Две тёти в длинных, цветных халатах шли нам навстречу. У одной тёти халат распахивался до пояса, демонстрируя длинную, ночную рубашку, вся она была всклоченная, ещё сверкнула на меня огромными зубами и голову, зачем-то, поворачивала, проходя мимо. Поворачивая за угол коридора, я заметил, что она вообще стоит на месте, смотрит нам вслед горящими глазами...

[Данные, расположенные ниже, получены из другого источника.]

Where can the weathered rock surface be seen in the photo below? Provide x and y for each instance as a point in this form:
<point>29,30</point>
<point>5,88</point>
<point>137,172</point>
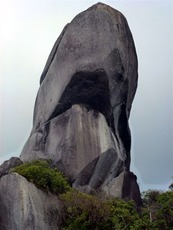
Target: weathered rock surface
<point>24,206</point>
<point>7,165</point>
<point>83,103</point>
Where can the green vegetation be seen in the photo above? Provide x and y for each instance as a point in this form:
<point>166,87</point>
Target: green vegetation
<point>43,176</point>
<point>87,212</point>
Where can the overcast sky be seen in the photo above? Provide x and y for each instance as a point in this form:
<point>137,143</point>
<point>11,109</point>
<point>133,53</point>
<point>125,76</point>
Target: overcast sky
<point>29,29</point>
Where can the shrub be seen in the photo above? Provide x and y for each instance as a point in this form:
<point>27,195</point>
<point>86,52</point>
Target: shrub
<point>43,176</point>
<point>86,212</point>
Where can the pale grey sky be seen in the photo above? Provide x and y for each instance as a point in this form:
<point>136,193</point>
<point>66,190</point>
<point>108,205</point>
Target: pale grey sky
<point>29,29</point>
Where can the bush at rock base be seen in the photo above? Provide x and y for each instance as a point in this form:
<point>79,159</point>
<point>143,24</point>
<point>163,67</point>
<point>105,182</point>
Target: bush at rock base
<point>43,176</point>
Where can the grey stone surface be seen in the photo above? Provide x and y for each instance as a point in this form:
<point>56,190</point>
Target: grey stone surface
<point>7,165</point>
<point>23,206</point>
<point>84,100</point>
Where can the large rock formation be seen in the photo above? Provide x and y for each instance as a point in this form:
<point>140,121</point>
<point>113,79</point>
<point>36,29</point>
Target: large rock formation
<point>84,101</point>
<point>80,119</point>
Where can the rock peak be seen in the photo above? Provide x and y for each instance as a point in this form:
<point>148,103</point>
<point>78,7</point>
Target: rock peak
<point>83,103</point>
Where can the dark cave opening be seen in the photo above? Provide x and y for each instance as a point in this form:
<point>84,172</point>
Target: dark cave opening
<point>90,89</point>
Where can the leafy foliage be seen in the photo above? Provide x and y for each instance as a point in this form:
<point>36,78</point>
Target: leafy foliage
<point>42,175</point>
<point>87,212</point>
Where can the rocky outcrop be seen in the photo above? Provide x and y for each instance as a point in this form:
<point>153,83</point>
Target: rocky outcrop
<point>7,165</point>
<point>24,206</point>
<point>80,120</point>
<point>84,100</point>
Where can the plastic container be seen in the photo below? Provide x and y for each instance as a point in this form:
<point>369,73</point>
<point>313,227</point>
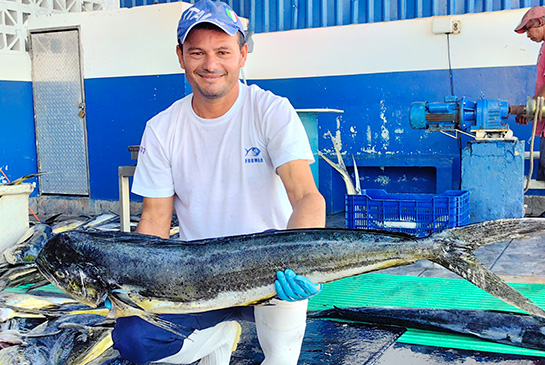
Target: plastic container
<point>13,213</point>
<point>416,214</point>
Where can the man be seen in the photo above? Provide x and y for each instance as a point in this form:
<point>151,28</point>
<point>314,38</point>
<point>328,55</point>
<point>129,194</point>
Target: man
<point>533,24</point>
<point>231,159</point>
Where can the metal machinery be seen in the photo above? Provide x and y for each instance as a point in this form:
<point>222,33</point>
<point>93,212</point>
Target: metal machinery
<point>493,163</point>
<point>483,119</point>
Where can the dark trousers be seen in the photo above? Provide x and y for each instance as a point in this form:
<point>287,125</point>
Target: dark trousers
<point>142,342</point>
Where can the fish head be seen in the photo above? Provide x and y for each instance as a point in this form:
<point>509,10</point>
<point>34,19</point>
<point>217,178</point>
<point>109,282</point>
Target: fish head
<point>62,265</point>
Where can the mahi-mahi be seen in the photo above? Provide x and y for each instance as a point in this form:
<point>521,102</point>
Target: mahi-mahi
<point>145,275</point>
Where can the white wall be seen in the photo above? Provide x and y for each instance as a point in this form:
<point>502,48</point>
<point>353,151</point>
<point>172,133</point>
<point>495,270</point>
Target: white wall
<point>142,40</point>
<point>486,40</point>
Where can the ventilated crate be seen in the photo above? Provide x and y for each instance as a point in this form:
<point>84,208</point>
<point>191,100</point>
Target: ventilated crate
<point>416,214</point>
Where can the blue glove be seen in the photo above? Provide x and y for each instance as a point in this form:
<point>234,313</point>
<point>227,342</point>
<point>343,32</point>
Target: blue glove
<point>291,287</point>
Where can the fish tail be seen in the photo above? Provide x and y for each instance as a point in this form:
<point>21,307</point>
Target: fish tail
<point>456,256</point>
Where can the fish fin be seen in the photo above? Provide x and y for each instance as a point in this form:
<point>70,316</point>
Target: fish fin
<point>164,324</point>
<point>123,296</point>
<point>459,259</point>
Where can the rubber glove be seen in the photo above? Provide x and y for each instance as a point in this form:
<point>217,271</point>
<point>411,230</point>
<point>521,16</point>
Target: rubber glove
<point>291,287</point>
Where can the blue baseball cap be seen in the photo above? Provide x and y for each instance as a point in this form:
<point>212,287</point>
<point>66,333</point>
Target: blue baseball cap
<point>207,11</point>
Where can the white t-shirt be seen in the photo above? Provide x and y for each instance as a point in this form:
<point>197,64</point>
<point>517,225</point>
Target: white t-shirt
<point>222,172</point>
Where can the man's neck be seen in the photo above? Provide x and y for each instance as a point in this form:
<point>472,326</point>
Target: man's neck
<point>214,108</point>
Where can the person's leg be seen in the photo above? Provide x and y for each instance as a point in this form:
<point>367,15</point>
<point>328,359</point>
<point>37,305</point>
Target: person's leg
<point>280,330</point>
<point>142,342</point>
<point>213,346</point>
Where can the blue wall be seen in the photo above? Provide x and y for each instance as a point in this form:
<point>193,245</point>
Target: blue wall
<point>17,137</point>
<point>411,161</point>
<point>117,111</point>
<point>280,15</point>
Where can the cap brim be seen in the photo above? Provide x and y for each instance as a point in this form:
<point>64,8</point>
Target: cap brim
<point>520,28</point>
<point>231,33</point>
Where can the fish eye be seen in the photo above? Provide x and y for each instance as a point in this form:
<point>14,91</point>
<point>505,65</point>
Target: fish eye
<point>60,274</point>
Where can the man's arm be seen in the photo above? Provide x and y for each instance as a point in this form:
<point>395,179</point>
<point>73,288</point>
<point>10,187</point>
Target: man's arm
<point>156,217</point>
<point>307,202</point>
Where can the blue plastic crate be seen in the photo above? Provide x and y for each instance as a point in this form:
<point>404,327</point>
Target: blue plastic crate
<point>416,214</point>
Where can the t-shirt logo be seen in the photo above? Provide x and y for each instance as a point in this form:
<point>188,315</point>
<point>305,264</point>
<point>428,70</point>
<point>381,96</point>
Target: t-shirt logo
<point>253,155</point>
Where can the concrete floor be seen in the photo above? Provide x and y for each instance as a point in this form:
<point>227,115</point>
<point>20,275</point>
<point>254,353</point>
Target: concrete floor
<point>520,261</point>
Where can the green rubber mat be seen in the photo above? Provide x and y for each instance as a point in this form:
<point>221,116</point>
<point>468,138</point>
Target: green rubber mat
<point>383,290</point>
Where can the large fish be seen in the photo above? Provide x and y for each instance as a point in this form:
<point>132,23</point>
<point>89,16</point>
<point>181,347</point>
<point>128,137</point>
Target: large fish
<point>514,329</point>
<point>142,275</point>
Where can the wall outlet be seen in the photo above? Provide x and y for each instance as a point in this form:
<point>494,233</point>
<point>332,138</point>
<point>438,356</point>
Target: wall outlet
<point>446,25</point>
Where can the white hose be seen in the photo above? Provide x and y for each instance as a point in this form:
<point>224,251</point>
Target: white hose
<point>537,117</point>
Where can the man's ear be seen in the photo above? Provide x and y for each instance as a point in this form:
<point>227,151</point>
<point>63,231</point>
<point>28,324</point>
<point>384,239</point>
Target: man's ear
<point>180,54</point>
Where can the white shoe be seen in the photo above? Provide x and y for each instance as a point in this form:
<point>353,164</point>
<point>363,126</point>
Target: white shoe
<point>280,330</point>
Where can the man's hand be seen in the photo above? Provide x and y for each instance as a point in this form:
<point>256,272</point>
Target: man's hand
<point>291,287</point>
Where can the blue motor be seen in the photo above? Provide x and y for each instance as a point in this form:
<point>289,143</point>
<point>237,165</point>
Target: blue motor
<point>464,115</point>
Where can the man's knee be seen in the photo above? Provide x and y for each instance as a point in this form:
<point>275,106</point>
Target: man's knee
<point>141,342</point>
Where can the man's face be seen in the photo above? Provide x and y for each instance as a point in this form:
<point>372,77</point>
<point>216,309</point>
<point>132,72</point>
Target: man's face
<point>212,60</point>
<point>535,30</point>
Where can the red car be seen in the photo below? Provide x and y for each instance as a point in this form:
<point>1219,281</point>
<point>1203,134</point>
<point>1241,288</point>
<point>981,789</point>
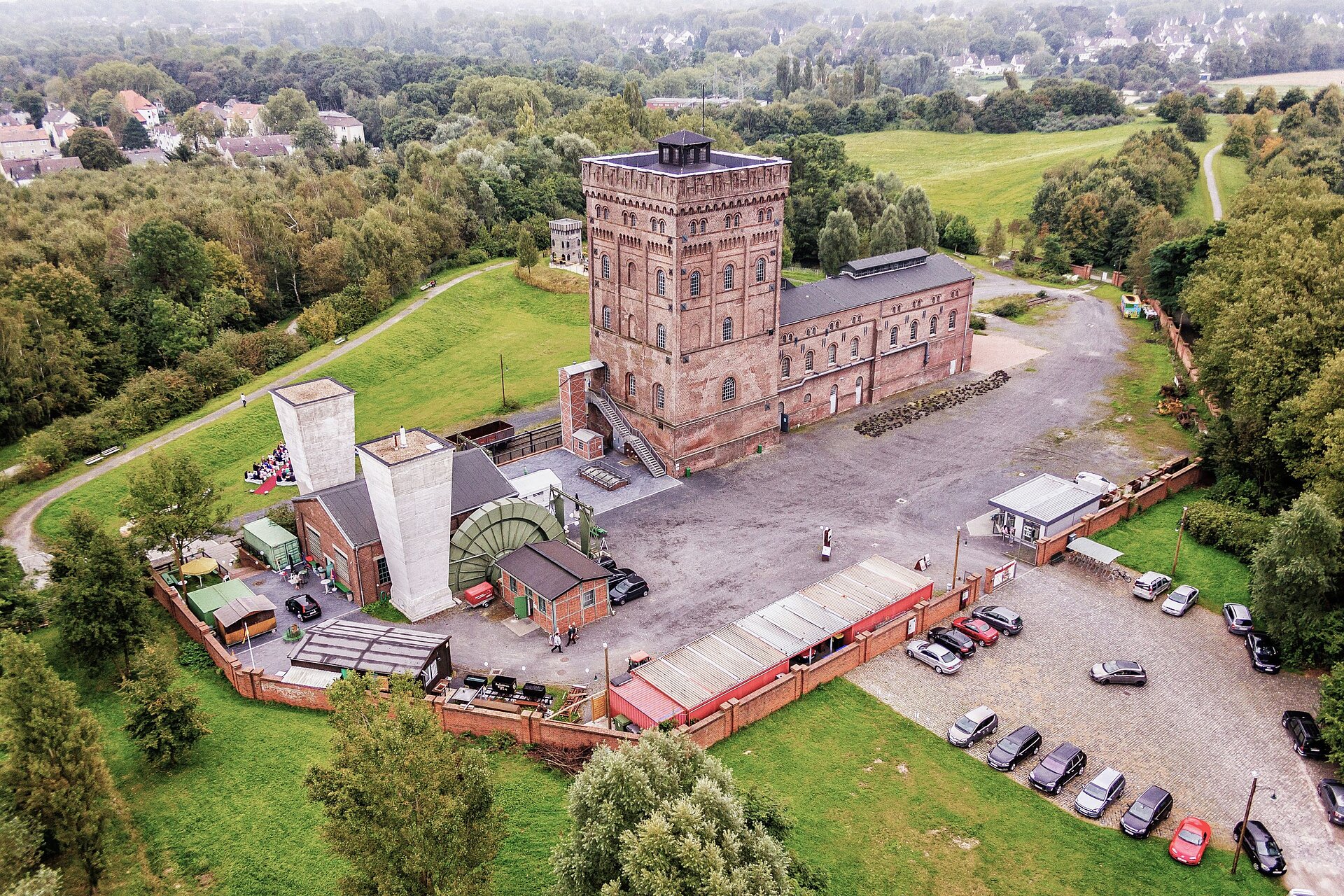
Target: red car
<point>977,629</point>
<point>1190,840</point>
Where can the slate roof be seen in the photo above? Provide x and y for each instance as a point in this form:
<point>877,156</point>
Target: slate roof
<point>550,568</point>
<point>841,293</point>
<point>476,481</point>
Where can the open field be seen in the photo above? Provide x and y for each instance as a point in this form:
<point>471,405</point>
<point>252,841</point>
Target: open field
<point>1319,78</point>
<point>1149,543</point>
<point>436,368</point>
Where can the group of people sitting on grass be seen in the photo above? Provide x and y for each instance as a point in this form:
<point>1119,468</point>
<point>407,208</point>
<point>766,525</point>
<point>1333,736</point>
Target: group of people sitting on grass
<point>274,464</point>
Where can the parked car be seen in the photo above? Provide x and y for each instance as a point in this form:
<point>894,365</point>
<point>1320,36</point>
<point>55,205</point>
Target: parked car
<point>1331,792</point>
<point>1237,617</point>
<point>1151,584</point>
<point>1120,672</point>
<point>956,641</point>
<point>304,606</point>
<point>1000,618</point>
<point>977,629</point>
<point>934,654</point>
<point>1306,734</point>
<point>972,727</point>
<point>1019,745</point>
<point>1262,650</point>
<point>1190,840</point>
<point>628,589</point>
<point>1060,764</point>
<point>1145,813</point>
<point>1265,855</point>
<point>1100,793</point>
<point>1182,598</point>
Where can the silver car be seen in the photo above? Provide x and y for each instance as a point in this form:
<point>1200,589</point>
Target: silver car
<point>1100,793</point>
<point>1180,599</point>
<point>944,662</point>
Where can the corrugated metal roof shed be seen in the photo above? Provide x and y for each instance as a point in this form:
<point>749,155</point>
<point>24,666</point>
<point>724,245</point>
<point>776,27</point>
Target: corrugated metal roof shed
<point>1044,498</point>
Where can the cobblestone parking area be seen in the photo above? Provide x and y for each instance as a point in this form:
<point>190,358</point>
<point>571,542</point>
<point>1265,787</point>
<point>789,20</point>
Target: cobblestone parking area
<point>1205,722</point>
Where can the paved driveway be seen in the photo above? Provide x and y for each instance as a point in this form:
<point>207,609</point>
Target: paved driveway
<point>1199,729</point>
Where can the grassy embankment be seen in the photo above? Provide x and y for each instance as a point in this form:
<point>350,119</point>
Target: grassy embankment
<point>437,368</point>
<point>13,496</point>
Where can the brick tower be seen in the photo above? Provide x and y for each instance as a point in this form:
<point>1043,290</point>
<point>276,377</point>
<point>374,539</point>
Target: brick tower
<point>685,251</point>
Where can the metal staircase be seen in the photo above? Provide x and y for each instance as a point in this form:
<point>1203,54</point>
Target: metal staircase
<point>628,433</point>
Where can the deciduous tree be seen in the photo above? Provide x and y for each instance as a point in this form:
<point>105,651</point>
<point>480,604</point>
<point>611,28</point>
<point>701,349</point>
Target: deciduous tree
<point>409,806</point>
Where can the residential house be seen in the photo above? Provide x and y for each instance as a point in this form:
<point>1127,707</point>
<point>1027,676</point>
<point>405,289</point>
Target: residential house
<point>343,128</point>
<point>24,171</point>
<point>139,106</point>
<point>23,141</point>
<point>268,147</point>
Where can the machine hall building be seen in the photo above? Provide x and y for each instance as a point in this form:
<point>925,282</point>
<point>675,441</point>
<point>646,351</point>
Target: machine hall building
<point>699,349</point>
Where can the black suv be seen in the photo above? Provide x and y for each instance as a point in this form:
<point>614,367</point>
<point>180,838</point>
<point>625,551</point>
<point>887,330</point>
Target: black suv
<point>1262,650</point>
<point>1306,734</point>
<point>1145,813</point>
<point>1261,848</point>
<point>1019,745</point>
<point>958,643</point>
<point>1060,766</point>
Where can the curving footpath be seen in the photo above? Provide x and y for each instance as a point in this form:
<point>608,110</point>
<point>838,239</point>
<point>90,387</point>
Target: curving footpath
<point>1212,182</point>
<point>19,533</point>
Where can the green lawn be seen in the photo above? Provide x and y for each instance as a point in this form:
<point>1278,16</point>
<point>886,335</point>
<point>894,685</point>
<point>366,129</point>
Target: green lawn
<point>1149,543</point>
<point>987,176</point>
<point>437,368</point>
<point>889,808</point>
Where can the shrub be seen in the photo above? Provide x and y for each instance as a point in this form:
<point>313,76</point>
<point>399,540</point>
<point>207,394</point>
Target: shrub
<point>1227,527</point>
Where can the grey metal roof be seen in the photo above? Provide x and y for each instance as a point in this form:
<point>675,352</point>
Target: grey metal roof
<point>550,567</point>
<point>476,481</point>
<point>1046,498</point>
<point>344,644</point>
<point>841,293</point>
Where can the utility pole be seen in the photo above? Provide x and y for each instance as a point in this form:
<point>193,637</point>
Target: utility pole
<point>606,664</point>
<point>956,558</point>
<point>1180,531</point>
<point>1246,817</point>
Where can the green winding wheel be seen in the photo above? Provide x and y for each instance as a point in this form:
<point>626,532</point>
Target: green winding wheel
<point>491,532</point>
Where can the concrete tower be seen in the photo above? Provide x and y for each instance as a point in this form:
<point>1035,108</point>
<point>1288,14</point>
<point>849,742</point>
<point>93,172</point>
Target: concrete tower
<point>410,485</point>
<point>318,421</point>
<point>686,248</point>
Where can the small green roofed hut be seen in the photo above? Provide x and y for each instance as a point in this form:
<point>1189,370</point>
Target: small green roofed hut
<point>203,602</point>
<point>272,543</point>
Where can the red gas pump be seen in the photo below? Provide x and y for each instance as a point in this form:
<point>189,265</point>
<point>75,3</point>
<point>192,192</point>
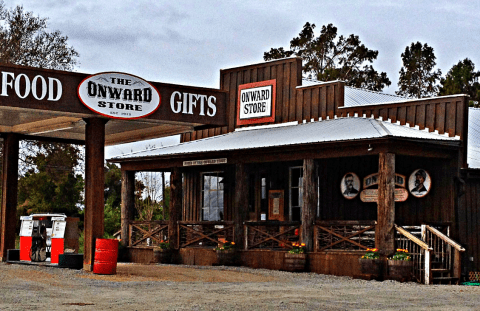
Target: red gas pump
<point>43,237</point>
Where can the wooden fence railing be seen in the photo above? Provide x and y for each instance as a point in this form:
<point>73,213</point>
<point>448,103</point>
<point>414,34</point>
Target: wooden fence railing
<point>271,235</point>
<point>420,252</point>
<point>205,233</point>
<point>147,233</point>
<point>344,235</point>
<point>446,252</point>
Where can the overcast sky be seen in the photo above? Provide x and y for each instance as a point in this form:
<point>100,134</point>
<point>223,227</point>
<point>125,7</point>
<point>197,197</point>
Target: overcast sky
<point>189,41</point>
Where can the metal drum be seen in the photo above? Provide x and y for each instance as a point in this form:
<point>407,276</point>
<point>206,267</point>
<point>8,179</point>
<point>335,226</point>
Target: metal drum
<point>106,253</point>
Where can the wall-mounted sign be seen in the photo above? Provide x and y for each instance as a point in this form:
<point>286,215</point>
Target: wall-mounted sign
<point>119,95</point>
<point>205,162</point>
<point>256,102</point>
<point>371,195</point>
<point>372,180</point>
<point>276,205</point>
<point>23,86</point>
<point>419,183</point>
<point>350,185</point>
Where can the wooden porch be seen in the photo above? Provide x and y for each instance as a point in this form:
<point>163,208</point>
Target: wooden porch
<point>337,246</point>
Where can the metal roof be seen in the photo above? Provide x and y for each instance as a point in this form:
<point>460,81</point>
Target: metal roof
<point>334,130</point>
<point>473,142</point>
<point>359,97</point>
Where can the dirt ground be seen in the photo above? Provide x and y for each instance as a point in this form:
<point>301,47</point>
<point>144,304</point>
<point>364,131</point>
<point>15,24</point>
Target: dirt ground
<point>177,287</point>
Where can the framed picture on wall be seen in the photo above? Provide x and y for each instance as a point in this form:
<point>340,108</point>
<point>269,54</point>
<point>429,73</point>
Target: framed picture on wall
<point>350,186</point>
<point>419,183</point>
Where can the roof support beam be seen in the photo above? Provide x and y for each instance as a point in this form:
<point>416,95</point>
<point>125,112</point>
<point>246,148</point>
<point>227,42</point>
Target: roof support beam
<point>94,187</point>
<point>8,213</point>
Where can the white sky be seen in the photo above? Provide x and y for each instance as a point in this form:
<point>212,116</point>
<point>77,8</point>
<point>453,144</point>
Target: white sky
<point>189,41</point>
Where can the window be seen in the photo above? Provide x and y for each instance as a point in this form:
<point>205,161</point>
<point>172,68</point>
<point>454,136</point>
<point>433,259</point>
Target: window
<point>212,196</point>
<point>295,193</point>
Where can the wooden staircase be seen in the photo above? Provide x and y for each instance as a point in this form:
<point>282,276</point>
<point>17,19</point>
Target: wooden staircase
<point>437,258</point>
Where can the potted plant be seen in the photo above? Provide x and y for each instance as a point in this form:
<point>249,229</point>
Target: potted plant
<point>225,253</point>
<point>162,252</point>
<point>371,264</point>
<point>400,265</point>
<point>296,258</point>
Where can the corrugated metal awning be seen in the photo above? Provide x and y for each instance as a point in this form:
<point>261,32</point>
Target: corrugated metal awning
<point>335,130</point>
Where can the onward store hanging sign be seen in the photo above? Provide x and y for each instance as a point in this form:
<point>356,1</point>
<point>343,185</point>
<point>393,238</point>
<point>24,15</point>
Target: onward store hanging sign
<point>119,95</point>
<point>256,102</point>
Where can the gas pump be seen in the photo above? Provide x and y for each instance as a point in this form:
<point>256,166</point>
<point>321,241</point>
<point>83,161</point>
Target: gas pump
<point>43,237</point>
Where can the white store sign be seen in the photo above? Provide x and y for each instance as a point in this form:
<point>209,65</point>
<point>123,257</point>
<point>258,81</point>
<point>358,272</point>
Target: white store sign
<point>119,95</point>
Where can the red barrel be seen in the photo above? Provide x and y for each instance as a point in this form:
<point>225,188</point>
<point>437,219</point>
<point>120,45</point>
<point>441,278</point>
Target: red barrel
<point>106,253</point>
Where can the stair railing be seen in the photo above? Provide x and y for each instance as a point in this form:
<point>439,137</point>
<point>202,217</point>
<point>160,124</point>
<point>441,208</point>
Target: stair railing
<point>442,250</point>
<point>420,252</point>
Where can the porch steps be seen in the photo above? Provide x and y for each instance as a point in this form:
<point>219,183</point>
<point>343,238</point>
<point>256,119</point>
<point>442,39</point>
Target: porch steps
<point>441,275</point>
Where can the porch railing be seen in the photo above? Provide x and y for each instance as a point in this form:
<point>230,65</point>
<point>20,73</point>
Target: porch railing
<point>204,233</point>
<point>147,233</point>
<point>344,235</point>
<point>420,252</point>
<point>271,235</point>
<point>446,252</point>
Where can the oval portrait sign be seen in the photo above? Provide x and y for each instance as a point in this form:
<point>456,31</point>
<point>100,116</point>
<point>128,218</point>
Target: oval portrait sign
<point>350,185</point>
<point>119,95</point>
<point>419,183</point>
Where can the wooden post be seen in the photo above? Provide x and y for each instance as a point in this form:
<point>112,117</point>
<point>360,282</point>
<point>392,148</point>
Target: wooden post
<point>385,234</point>
<point>240,199</point>
<point>310,198</point>
<point>128,204</point>
<point>175,207</point>
<point>8,214</point>
<point>428,266</point>
<point>94,187</point>
<point>457,265</point>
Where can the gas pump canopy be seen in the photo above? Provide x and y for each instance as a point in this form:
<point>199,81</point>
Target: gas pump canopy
<point>41,103</point>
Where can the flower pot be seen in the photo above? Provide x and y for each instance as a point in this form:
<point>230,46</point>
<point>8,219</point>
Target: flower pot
<point>162,255</point>
<point>371,267</point>
<point>400,270</point>
<point>226,257</point>
<point>294,262</point>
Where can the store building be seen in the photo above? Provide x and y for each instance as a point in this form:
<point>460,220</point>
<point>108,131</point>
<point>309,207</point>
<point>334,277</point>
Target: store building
<point>337,168</point>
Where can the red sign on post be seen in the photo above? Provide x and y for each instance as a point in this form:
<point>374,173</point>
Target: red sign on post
<point>256,102</point>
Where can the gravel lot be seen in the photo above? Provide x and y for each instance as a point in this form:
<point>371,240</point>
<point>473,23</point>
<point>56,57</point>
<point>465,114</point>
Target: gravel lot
<point>177,287</point>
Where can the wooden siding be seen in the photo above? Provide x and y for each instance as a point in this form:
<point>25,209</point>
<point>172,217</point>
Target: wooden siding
<point>442,114</point>
<point>469,221</point>
<point>446,115</point>
<point>288,74</point>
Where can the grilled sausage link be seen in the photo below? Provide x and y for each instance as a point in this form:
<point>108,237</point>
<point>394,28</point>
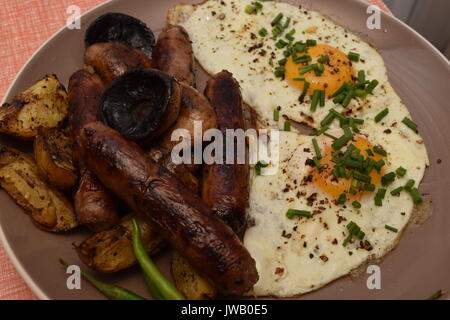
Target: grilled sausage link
<point>179,214</point>
<point>112,59</point>
<point>95,206</point>
<point>173,54</point>
<point>225,186</point>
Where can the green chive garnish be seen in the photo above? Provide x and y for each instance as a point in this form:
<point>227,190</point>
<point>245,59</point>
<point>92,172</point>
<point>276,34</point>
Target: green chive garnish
<point>316,148</point>
<point>287,125</point>
<point>263,32</point>
<point>410,124</point>
<point>415,194</point>
<point>401,171</point>
<point>381,115</point>
<point>380,151</point>
<point>353,56</point>
<point>387,227</point>
<point>291,213</point>
<point>396,191</point>
<point>277,19</point>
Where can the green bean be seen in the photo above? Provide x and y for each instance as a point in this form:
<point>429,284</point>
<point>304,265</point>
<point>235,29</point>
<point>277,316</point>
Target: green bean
<point>161,283</point>
<point>110,291</point>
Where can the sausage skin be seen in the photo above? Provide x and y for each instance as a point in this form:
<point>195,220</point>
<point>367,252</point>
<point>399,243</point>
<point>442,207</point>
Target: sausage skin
<point>225,186</point>
<point>179,214</point>
<point>173,54</point>
<point>112,59</point>
<point>94,205</point>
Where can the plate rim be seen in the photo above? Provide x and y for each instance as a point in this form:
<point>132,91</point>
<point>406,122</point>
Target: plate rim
<point>37,291</point>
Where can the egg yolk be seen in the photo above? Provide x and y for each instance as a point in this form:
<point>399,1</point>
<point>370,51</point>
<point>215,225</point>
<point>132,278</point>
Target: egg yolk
<point>326,181</point>
<point>337,70</point>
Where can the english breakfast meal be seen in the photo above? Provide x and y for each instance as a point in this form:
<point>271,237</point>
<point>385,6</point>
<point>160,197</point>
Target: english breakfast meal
<point>343,189</point>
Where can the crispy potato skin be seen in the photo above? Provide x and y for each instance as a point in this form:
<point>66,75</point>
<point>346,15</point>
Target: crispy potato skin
<point>112,59</point>
<point>43,105</point>
<point>53,154</point>
<point>189,281</point>
<point>49,209</point>
<point>95,205</point>
<point>112,250</point>
<point>179,214</point>
<point>225,187</point>
<point>173,54</point>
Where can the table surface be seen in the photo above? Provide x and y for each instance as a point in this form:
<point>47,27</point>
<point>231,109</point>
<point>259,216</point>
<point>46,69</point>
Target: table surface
<point>25,26</point>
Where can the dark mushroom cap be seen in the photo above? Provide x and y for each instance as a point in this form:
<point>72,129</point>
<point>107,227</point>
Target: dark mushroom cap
<point>139,103</point>
<point>120,27</point>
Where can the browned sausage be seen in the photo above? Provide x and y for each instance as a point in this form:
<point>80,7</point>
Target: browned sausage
<point>112,59</point>
<point>225,186</point>
<point>94,205</point>
<point>194,107</point>
<point>173,54</point>
<point>180,215</point>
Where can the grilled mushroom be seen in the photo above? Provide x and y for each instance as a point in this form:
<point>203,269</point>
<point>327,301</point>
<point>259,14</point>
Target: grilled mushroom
<point>119,27</point>
<point>141,104</point>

Из-за поворота послышались догоняющие шаги, и раздался нелепый возглас: «Это мой сын!». Я вынужденно обернулся, потому что рядом не было других мальчиков и вообще детей. Растрёпанная тётя стояла рядом... Её губы непрерывно двигались, открывая все огромные зубы сразу. Тётя хотела быть ласковой и заискивающе наклонилась ко мне. Зрачки расползлись по радужной оболочке. В них тускло блестело и колыхалось какое-то пламя. Я увидел близко незнакомое, старое лицо, недоумевая, собрался, сказать, что у меня есть мама, но осёкся. Мама только что ушла, ничего мне не сказав. Самому мне никогда не приходило в голову, что можно иметь другую маму... вместе с мамой исчез папа, все родственники тоже исчезли друг за другом. Дольше всех держалась бабка, но стала прозрачной... Прежняя мама была молода, красива, все зубы сразу не показывала, носила аккуратные платья. Все сравнения были в её пользу. Я остро пожалел, что больше никогда её не увижу. Тётя протянула ко мне руки: «Иди к маме!». – Руки оказались возле моих рёбер. Я дёрнулся от них, уже готовый хныкать и врать, что у меня есть мама. Подруга тёти, которая давно стояла рядом и сосредоточенно смотрела на нас, вдруг схватила тётю за локоть и стала от меня оттаскивать... Тётя забилась и заборолась, стала рваться ко мне с силой, которую стоило применить на секунду раньше... На помощь подруге бросилась белая тётя, что вела меня по коридору. Вдвоём они оттащили новую маму на безопасное от меня расстояние... Скоро я оказался в палате. Дверь в коридор не запиралась. Моя кровать стояла рядом с дверью. Новая «мама» могла появиться в любой момент...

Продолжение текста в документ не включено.